Pierre Delmas, Professor of Medicine and Rheumatology and Director of the INSERM Research Unit in Lyon commented on the implication of these results: "These findings are very exciting, as they confirm Bonviva I.V. injection has the potential to bring the long term bone strengthening benefits of bisphosphonate therapy to those women who are unable to stay upright for the required length of time or have another medical condition which means they are unable to take an oral bisphosphonate. In addition, the clinician can be certain that the patient receives a therapeutic dose as part of an ongoing treatment regimen."

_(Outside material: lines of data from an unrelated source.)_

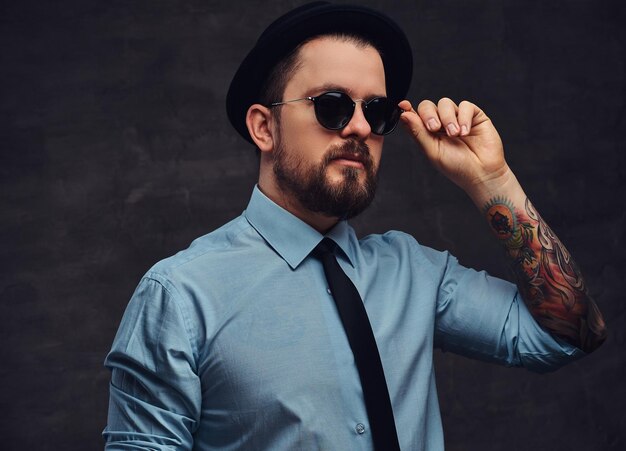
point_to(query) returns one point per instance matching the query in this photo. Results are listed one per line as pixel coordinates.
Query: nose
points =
(358, 126)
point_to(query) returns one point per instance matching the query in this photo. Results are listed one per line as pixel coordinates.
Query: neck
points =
(318, 221)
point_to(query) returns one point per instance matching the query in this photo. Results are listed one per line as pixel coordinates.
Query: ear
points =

DIVA (Dosing IntraVenous Administration) studied the efficacy, safety and tolerability of two novel I.V. regimens - 2mg every two months or 3mg every three months. When compared to the once- daily oral formulation of ibandronate (which in previous studies has been shown to reduce the risk of vertebral fracture in women with postmenopausal osteoporosis by 62% over three years) both I.V. ibandronate regimens-Demonstrated significantly greater increases in bone mineral density (BMD) at the lumbar spine; Showed consistently greater increases in BMD at all hip sites measured;
Were well-tolerated, with similar overall rates of adverse events.
Regulatory files have been submitted to both the US and the European Union Health Authorities.
Both the monthly oral and I.V. formulations represent important advances in the treatment of osteoporosis, as many patients discontinue daily and weekly osteoporosis therapy for convenience reasons. This may help to explain why more than half the patients with postmenopausal osteoporosis stop taking their once-daily or once-weekly bisphosphonate treatment within a year, foregoing the bone-building benefits these drugs can only provide over time, the release added.
DIVA (Dosing IntraVenous Administration) is a multinational, randomised, double-blind, active control multi-centre study in 1,395 women with postmenopausal osteoporosis aged between 55 and 80 years of age. DIVA aims to compare the safety, efficacy and tolerability of the approved oral daily ibandronate 2.5mg regimen with two novel I.V. regimens: 2mg every two months and 3mg every three months, with lumbar spine BMD at one year as the primary endpoint.
In December 2001, F. Hoffmann-La Roche Ltd (Roche) and GlaxoSmithKline (GSK) announced their plans to co-develop and co-promote Bonviva for the treatment and prevention of postmenopausal osteoporosis in a number of major markets, excluding Japan.